Agencies also must define requirements for hardware, software, the level of networking and refresh rates, and they must define service levels for what the agency may need and currently cannot provide.
"Federal agencies must negotiate the level of service they are willing to pay for and make sure that their service level is at least as good or better than current service levels, or the organization will have many unhappy users," CSC's Dauphin said.
Federal agencies also must consider the fate of current systems' support personnel and the need to redefine their missions. "Most systems personnel are still needed to make strategic technical decisions, but not for the day-to-day operational control and support," Smith said.
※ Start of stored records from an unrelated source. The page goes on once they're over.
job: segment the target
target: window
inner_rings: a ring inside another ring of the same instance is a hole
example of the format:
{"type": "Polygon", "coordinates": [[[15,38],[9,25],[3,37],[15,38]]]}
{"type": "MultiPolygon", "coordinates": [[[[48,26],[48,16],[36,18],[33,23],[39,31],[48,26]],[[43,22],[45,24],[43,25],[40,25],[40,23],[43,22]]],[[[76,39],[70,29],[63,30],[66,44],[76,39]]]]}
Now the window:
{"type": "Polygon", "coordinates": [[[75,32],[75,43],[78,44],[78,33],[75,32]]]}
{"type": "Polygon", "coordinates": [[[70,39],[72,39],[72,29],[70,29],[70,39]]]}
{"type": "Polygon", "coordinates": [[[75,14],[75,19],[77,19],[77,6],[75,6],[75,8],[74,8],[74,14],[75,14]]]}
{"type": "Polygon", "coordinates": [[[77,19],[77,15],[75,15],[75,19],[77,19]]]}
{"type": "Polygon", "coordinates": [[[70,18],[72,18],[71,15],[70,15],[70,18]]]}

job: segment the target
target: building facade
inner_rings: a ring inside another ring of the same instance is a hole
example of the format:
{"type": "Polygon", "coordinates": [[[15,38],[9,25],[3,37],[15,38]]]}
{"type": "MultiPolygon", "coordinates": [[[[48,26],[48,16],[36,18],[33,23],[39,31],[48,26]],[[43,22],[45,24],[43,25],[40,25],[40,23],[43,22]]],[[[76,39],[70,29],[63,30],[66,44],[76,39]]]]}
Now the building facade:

Also key to the success of a contract is the relationship between the "outsourcer" and the "outsourcee." It must be seen as a team to help resolve issues of resistance. "Top-level management commitment is critical to building that team, because outsourcing is not popular among most government employees," OAO's Blanchard said.
Federal agencies will be able to measure the success of a seat management contract by carefully choosing service metrics, which can be measured by statistics gathered on the network and provided in reports to the agency.
Some of the metrics an agency may choose to measure include network response times, availability, the speed of resolving problems or downtime, and the speed of responding to requests for moves, adds and changes, said Gabriele Krivonak, project executive and manager of IBM's global service federal segment.
Contractors and federal personnel currently involved in seat management contracts did offer several tips for organizations considering such a transition. One tip is to limit hardware and software acquisitions to mission-critical only. Freezing existing configurations also is important for agencies evaluating if seat management will work for them.
To keep costs down, Blanchard recommended that federal agencies pick 10 to 15 metrics, such as availability and/or customer satisfaction, and measure those each month, based on the reports supplied by the contractors to monitor and better control their costs.
But most important, according to the experts, is that federal users must change their mindset from being owners to being users of equipment. "Think of desktop systems as a utility and seat management as a tool to better manage desktop costs and predict agency spending on desktop-related equipment and services," Smith said.